Securitization of Mortgages and Tranches

Banks then hedge

Banks then hedge

  • Investors are essentially buying a claim on the cash-flow from these mortgages

  • Because there is a high probability of default on this cash-flow banks are hesitant to assume all of the risk

  • They then engage in CDS contracts which shift the risk of default to another company (i.e. AIG)

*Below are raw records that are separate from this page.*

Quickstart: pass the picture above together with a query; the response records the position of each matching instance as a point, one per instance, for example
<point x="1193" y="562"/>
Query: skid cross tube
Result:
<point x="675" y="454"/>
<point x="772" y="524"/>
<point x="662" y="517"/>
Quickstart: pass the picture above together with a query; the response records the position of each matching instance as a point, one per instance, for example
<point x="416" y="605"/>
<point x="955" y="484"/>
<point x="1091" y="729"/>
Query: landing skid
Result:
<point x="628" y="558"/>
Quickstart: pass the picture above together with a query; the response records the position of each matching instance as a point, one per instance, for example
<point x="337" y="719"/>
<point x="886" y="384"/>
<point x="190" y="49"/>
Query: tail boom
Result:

  • That company may then hedge against that newly acquired risk with another CDS



  • Once default occurs the CDS seller is required to pay out the sum of the debt lost

  • Because CDS can be traded, the holder of the CDS may not be the holder of the debt

  • This can cause problems because the don’t know whose debt they have assumed responsibility in covering and restructuring is not a possibility

  • Furthermore, if you don’t hold the debt but hold the CDS, there is no incentive to restructure

Financial collapse


  • Issuers of CDS would issue CDO (collateralized debt obligation) to offset the CDS

  • Credit defaults benefited the buyers of the CDS and hurt the investors of the CDO

  • No net loss only wealth transfer

  • However, CDO often had higher credit rating than the loans they were collateralizing

Unconsidered correlations

Unconsidered Correlations

  • Law of large numbers did not hold because of unconsidered correlations in the housing market

  • Mortgages were pooled from the same geographic area

  • Resulted in insufficient collateral and reserves

Systemic collapse

Systemic Collapse

  • The crisis created a situation in which already weak institutions were at risk of losing more money if another institution became insolvent, thus causing their own insolvency.

  • This could have created a domino effect, in which all major financial institutions crumbled. This would cause a situation in which loans would be near impossible to get, and economic activity of even profitable institutions would be severely curbed.

The bailout

The Bailout

  • The first moves were by the Federal Reserve began loaning large sums of money in auctions at high interest rates to improve liquidity in a rigid market.

  • In 2008 the Federal Reserve began offering bailouts in which it would loan large sums of money to troubled institutions in exchange for large stakes in equity, the most famous example being AIG

  • Congress, under the advice of the Secretary of the Treasury and the Chairman of the Federal Reserve, allocated $700 billion to purchase troubled assets from institutions, thus massively decreasing the riskiness of each institution and allowing business between institutions without the fear that their partner was insolvent.

Looking forward

Looking Forward

  • A variety of remedies have been proposed for the problems surrounding the crisis; however, little has come of them so far. They include:

  • A system to deal with the failure of a currently non-regulated financial institution such as a hedge fund

  • Various measures to decrease the size of financial institutions, thus removing the possibility that any one institution is “too big to fail.”

  • Requiring that credit default swaps are only made if one party is actually insuring their own debt, thus making it more like an insurance contract or, at least to make the CDS market public.

  • Restrict the amount of leverage an institution can assume, and make salaries or bonuses associated with long-term rather than short-term success.